This story appeared in the June/July issue of PRC’s Preservation in Print magazine. Interested in getting more preservation stories like this delivered to your door? Become a member of the PRC for a subscription!

I’m a Preservationist

Mel Buchanan
RosaMary Curator of Decorative Arts and Design, New Orleans Museum of Art
Buchanan was recently named to the Committee for the Preservation of the White House, an advisory committee comprised of experts in historic preservation, architecture and decorative arts.

 

Tell us about your role as the RosaMary Curator of Decorative Arts and Design at the New Orleans Museum of Art.

At NOMA, where I’ve been Curator of Decorative Arts since 2013, my job is to develop exhibitions, guide acquisitions, and manage research for a collection that covers a wide range of objects from ancient Roman glass to conceptual aluminum chairs made this year.

Traditionally, the role of curator was more about sharing “expertise” in a content area — say Asian art, or European sculpture, or photography — but today’s museum curators generally work much differently than that old connoisseurship model. We present our research and knowledge, but we also act as project managers for exhibitions and publications, build local and national networks of collaborators, and lean more into the work of “asking questions,” bringing in a broad collection of perspectives to how we understand the museum’s collection.

 

How do you think your museum experience will contribute to your new role on the White House Committee?

Well, in my first meeting last month at the White House, after I overcame my nerves, I did what I do in meetings here: Ask questions! The museum field at large — and this would include the White House — is engaged in introspection about how our profession has been conducted historically, and how we must evolve into the future. For policies guiding art collections, museums are looking at how to address glaring historic gaps in who was represented in institutional collecting. And for ongoing preservation work, the project of replacing a curtain in a historic interior might involve paying as much attention to the conditions of how something is produced as has always been paid to the specific selections of things like material texture and color. To be clear, my service on the Committee for the Preservation of the White House has just begun, but these are just a few ideas I am thinking about as we begin our advisory work.

Advertisement

 

How has your work at the museum evolved to address these field-wide changes that you’ve mentioned?
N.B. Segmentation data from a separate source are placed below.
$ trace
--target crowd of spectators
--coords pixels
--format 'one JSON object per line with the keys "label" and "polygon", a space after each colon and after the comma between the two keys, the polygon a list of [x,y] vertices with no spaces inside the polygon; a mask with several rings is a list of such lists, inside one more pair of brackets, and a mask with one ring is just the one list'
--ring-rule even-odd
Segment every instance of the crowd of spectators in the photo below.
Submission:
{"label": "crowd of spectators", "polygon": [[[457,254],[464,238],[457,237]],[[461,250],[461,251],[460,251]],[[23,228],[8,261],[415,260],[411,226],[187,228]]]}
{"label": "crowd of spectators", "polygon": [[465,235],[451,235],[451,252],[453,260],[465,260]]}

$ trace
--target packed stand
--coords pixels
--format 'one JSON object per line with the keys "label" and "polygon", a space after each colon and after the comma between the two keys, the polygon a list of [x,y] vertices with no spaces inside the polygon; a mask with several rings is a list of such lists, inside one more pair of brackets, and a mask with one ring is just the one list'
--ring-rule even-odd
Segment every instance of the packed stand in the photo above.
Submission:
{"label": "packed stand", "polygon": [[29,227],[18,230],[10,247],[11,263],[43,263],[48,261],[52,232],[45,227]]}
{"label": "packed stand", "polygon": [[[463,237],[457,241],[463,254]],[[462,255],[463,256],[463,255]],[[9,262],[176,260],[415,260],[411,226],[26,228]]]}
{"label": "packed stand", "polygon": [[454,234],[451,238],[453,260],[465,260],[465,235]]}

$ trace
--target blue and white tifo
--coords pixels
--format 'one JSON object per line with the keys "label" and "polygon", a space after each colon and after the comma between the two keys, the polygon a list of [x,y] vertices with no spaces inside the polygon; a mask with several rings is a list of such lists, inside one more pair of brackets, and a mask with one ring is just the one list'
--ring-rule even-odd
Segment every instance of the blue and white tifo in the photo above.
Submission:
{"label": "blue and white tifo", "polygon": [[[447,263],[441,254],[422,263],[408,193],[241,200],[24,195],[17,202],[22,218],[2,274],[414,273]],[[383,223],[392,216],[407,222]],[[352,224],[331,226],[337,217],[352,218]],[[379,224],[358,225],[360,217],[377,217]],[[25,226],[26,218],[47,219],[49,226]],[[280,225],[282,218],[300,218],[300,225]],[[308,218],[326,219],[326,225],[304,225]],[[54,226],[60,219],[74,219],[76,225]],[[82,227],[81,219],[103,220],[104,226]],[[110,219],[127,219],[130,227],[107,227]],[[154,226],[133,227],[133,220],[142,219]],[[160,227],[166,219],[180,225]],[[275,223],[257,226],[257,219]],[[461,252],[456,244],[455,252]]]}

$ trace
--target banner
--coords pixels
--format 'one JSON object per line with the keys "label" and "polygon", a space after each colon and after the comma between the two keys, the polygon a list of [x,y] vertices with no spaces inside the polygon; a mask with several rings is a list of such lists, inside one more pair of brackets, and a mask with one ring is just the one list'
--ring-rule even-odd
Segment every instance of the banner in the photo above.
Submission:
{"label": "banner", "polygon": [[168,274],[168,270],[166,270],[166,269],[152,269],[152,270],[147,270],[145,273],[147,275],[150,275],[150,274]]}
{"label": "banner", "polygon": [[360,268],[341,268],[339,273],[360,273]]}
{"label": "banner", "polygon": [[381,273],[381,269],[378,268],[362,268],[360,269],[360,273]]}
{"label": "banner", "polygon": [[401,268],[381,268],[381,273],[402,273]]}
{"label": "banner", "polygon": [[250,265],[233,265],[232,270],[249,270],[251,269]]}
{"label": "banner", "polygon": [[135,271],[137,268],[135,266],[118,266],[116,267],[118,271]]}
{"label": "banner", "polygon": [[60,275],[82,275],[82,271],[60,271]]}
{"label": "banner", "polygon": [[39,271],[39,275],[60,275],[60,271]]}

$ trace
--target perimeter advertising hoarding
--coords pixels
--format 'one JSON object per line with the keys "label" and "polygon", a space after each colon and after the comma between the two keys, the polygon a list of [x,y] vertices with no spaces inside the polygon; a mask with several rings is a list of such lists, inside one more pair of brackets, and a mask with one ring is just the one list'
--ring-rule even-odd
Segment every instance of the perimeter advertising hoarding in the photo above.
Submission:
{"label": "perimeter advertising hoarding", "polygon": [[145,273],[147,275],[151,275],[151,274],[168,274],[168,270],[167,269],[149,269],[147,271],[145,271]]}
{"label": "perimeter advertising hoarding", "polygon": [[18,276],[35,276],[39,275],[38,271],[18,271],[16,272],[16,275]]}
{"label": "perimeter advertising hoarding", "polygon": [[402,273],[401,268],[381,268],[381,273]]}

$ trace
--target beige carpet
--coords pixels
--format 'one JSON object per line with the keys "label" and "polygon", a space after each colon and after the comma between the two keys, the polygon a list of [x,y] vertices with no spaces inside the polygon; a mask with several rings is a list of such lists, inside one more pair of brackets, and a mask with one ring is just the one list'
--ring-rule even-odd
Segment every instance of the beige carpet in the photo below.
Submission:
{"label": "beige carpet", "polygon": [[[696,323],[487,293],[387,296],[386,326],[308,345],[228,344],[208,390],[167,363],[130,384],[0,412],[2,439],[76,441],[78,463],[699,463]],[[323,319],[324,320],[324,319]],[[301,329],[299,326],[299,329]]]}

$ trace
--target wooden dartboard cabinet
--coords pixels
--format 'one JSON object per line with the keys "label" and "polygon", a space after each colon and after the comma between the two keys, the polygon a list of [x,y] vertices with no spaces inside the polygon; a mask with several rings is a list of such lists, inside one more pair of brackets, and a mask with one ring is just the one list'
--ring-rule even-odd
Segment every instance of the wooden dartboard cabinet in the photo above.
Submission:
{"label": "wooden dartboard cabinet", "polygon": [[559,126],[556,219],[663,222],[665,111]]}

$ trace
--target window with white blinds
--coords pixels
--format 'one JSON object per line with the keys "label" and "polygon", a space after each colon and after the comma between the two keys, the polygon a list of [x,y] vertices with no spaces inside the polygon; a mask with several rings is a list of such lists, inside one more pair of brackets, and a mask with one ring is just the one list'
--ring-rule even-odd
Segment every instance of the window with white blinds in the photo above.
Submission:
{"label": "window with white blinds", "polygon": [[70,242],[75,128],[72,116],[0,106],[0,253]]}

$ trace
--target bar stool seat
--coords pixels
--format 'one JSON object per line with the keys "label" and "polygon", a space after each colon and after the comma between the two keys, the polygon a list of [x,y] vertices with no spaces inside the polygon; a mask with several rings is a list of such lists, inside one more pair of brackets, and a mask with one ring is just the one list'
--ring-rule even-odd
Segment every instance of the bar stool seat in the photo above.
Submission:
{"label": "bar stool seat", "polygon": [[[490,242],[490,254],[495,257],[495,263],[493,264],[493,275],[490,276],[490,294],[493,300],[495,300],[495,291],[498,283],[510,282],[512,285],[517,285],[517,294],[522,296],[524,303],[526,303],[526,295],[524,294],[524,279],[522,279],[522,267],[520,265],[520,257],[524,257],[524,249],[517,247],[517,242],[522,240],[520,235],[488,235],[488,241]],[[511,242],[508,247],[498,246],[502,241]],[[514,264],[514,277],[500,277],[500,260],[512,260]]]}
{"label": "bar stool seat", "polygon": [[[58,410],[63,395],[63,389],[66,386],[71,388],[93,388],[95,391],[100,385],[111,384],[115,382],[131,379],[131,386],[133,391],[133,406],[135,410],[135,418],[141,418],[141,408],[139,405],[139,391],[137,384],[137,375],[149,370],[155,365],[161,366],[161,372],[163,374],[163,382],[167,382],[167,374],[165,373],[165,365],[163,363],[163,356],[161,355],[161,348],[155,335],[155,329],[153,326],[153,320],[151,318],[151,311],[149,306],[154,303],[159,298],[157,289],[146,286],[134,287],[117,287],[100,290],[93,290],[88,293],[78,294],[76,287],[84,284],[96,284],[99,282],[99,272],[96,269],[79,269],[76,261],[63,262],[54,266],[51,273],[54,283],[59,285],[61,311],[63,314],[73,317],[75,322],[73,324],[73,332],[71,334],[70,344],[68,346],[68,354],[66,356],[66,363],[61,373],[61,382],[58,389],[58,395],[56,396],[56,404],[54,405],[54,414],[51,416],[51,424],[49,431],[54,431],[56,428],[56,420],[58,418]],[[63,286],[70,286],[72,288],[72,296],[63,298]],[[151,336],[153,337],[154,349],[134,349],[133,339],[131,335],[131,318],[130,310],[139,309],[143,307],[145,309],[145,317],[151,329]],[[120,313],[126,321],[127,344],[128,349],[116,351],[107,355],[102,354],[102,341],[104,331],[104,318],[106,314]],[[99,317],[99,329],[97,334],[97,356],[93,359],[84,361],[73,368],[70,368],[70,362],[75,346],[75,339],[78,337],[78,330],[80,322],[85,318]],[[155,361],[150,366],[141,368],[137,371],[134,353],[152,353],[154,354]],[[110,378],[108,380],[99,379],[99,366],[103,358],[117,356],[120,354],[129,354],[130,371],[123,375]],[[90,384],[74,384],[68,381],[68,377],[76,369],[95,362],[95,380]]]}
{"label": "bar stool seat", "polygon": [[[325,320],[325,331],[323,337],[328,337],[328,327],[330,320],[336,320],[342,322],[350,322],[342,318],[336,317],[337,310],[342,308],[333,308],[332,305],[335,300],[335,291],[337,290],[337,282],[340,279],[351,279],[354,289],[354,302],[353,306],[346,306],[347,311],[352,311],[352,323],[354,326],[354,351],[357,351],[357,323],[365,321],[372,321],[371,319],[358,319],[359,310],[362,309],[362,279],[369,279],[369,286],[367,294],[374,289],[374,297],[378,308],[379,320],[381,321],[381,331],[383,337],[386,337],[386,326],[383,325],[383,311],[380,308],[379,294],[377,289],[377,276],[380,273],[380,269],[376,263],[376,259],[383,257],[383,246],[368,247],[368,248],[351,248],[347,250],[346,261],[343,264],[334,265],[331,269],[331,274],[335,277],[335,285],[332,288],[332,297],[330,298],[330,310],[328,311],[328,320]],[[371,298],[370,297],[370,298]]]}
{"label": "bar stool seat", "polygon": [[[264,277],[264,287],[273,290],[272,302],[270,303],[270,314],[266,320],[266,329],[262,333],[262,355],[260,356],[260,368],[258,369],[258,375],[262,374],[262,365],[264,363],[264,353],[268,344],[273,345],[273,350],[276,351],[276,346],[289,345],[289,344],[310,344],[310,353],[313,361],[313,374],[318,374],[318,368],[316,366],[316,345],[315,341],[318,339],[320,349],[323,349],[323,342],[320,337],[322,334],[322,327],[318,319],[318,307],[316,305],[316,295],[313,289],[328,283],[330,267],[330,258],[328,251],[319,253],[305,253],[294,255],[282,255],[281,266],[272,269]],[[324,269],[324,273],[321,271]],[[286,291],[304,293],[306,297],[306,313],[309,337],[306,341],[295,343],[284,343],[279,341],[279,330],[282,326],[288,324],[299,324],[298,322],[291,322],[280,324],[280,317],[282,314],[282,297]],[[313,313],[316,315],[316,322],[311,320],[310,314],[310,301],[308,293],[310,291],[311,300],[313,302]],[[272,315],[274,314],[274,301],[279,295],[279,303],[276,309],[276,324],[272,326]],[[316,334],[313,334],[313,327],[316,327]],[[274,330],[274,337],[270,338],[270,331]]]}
There are many different ways that we’ve been working at NOMA to ensure that our collections and exhibitions tell as broad of a story as possible. In the decorative arts collection, we have focused on commissioning contemporary artists to respond to traditional objects in our collection. For example, the Houston-based designer Joyce Lin brings concerns about the environment and conceptual ideas about artifice to looking at 19th-century Louisiana ladderback chairs, and the ceramicist Roberto Lugo makes a contemporary, updated version of 19th-century French porcelain honoring Louis Armstrong and Lil’ Wayne. Art has a way of showing something more poignantly than words on a label.

 

Can you give us a preview of any upcoming exhibitions you’re working on now at NOMA?

Opening this summer, NOMA will host a really extraordinary exhibition on the complexity of the United States’ fashion history — Fashioning America: Grit to Glamour, opening July 21 and on view through November 26. Kicking off with a tasseled New Orleans late-19th century ball gown and a metallic suit worn by Big Freedia to the Miss Universe pageant earlier this year, the presentation weaves together fashion then and now, and juxtaposes iconic brands (Nike shoes and Levi jeans) with new stories celebrating the long contributions of Indigenous, Black, immigrant and women designers to American fashion. Working with the show’s original creators, curator Michelle Tolini Finamore and the Crystal Bridges Museum of American Art, we are engaged with all the pragmatic details for New Orleans — mannequins and A/V components — but also bringing in some additional works of art that engage with fashion in this city.

Further afield, I am working on a 2024 exhibition and catalogue that shares NOMA’s glass collection. We will highlight the more than 5,000 objects — from Egyptian core-formed makeup bottles to sleek 1980s glass chairs and contemporary art chandeliers — comprising one of the nation’s finest collections of glass through themes such as craft, stylistic exchange, technology, foodways and identity.

 

What does preservation mean to you?

When I look back at how I was first taught to think about architecture, objects and landscapes — this would be in the late 1990s into the 2000s — we were taught to start with materials first. The actual physical brick or teapot could be the guide to understanding history’s complexity. At the time, that approach to material culture was somewhat radical, and we thought it progressive in prioritizing makers and users (who were more diverse in terms of economics, race, gender, nationality) over history’s traditional written texts.

However, I’ve softened that “object first” understanding, as I’ve seen that it can tend to prioritize a brick or a teapot over the human experience. In my work at the museum, or as I would imagine all types of preservation work, I try to remind myself that the physical object is not itself the priority, but is in service of the human stories, ideas, and sentiments that it passes along from past to present.